The Histograms @ SPE National
Last week I was at the Society for Photographic Education’s National Conference in San Francisco and made a little advertisement promoting the project. I knew I could make the cut lines suggest the curve of a histogram but I went for extra cheesiness by trying to make it look like a representation of the Golden Gate Bridge. Below are the results of this experiment taken over the course of the week:
Sherwin Rivera Tibayan. Cut photocopy advertisement, March 2012
The Histograms @ Quipsologies
Really excited to find The Histograms project featured on such a great graphic design site like Quipsologies.
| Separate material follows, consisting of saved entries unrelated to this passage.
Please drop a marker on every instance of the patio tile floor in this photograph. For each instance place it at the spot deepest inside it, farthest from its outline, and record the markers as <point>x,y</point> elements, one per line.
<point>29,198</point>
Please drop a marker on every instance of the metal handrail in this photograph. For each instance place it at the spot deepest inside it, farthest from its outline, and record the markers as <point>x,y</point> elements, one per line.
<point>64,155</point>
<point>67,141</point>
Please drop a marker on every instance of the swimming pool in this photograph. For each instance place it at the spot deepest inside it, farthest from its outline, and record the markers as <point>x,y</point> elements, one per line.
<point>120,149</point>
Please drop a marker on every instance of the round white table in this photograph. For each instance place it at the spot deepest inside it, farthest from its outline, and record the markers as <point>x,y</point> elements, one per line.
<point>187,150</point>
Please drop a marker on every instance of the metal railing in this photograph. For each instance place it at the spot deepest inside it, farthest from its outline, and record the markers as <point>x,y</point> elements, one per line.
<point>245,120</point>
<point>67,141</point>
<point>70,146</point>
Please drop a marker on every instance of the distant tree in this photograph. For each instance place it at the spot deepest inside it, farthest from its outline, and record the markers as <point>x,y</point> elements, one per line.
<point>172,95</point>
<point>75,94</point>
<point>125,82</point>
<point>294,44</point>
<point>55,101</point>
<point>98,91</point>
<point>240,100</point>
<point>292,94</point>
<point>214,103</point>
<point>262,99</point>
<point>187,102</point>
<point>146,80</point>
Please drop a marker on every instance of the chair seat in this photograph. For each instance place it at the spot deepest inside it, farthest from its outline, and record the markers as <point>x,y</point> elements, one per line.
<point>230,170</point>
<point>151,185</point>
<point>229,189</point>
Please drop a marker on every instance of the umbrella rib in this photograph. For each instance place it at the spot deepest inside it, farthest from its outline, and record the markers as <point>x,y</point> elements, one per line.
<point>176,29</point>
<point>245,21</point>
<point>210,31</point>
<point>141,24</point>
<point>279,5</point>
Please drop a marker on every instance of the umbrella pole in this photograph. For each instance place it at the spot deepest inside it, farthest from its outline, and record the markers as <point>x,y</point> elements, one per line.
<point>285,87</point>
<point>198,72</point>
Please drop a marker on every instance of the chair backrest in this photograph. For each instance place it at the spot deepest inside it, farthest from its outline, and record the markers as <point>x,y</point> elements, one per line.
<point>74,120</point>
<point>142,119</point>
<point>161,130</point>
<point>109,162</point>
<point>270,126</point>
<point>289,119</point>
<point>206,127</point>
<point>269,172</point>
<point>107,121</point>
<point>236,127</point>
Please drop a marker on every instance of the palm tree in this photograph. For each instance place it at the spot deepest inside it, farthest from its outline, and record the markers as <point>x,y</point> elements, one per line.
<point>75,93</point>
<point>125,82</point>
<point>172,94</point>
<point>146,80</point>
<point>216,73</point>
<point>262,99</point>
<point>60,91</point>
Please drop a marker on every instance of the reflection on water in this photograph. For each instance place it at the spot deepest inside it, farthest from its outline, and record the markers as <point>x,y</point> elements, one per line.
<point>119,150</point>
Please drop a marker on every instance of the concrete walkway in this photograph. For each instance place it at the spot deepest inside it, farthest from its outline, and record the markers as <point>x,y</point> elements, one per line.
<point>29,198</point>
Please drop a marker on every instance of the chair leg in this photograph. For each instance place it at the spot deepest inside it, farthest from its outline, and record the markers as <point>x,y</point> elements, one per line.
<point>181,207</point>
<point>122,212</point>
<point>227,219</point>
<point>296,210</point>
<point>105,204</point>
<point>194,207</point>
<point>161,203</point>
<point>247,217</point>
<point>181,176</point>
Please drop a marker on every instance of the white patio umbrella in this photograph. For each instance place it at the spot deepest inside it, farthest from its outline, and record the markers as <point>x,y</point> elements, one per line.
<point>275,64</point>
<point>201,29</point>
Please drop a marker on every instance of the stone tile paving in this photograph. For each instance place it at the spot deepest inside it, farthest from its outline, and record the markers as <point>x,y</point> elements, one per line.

Many thanks to the crew over there for helping get the word out!
Screen Capture taken from Quipsologies’ website
The Histograms @ XL Art Space
Sherwin Rivera Tibayan. Three-channel video, DVD, March 2012. Installation Views courtesy of Ilari Laamanen and XL Art Space, Helsinki, Finland.
A version of The Histograms is currently on display as part of Switch, a three-person exhibition curated by Ilari Laamanen. Along with works by Heini Aho and Bea Fremderman, Ilari—by way of introduction—notes that:
“It is necessary to slow down and learn how to orientate without an address and a map. Because perhaps one of these days all the lights will be switched off and it will get completely dark. How well can we see in the midst of darkness – or can we see at all? Switch is a group exhibition dealing with distance, temporality and spectating. At the core of the exhibition are the ideas of reduced expression and the rotation of images.”
I live in Oklahoma, so in a gesture inspired by the musical genius of the Flaming Lips and their concept album, Zaireeka, I wrote that the three-channel installation is:
“Composed of a fractured version Frank’s original photographic sequence—each monitor displays the entire set of histograms—and when played together suggest a left to right movement through the work that’s reminiscent of the highways and road markings that were critical to Frank’s project. But, because the starting times will never be perfect, each performance will be different, with the highly structured original narrative finally breaking down into a more open and chaotic movement.”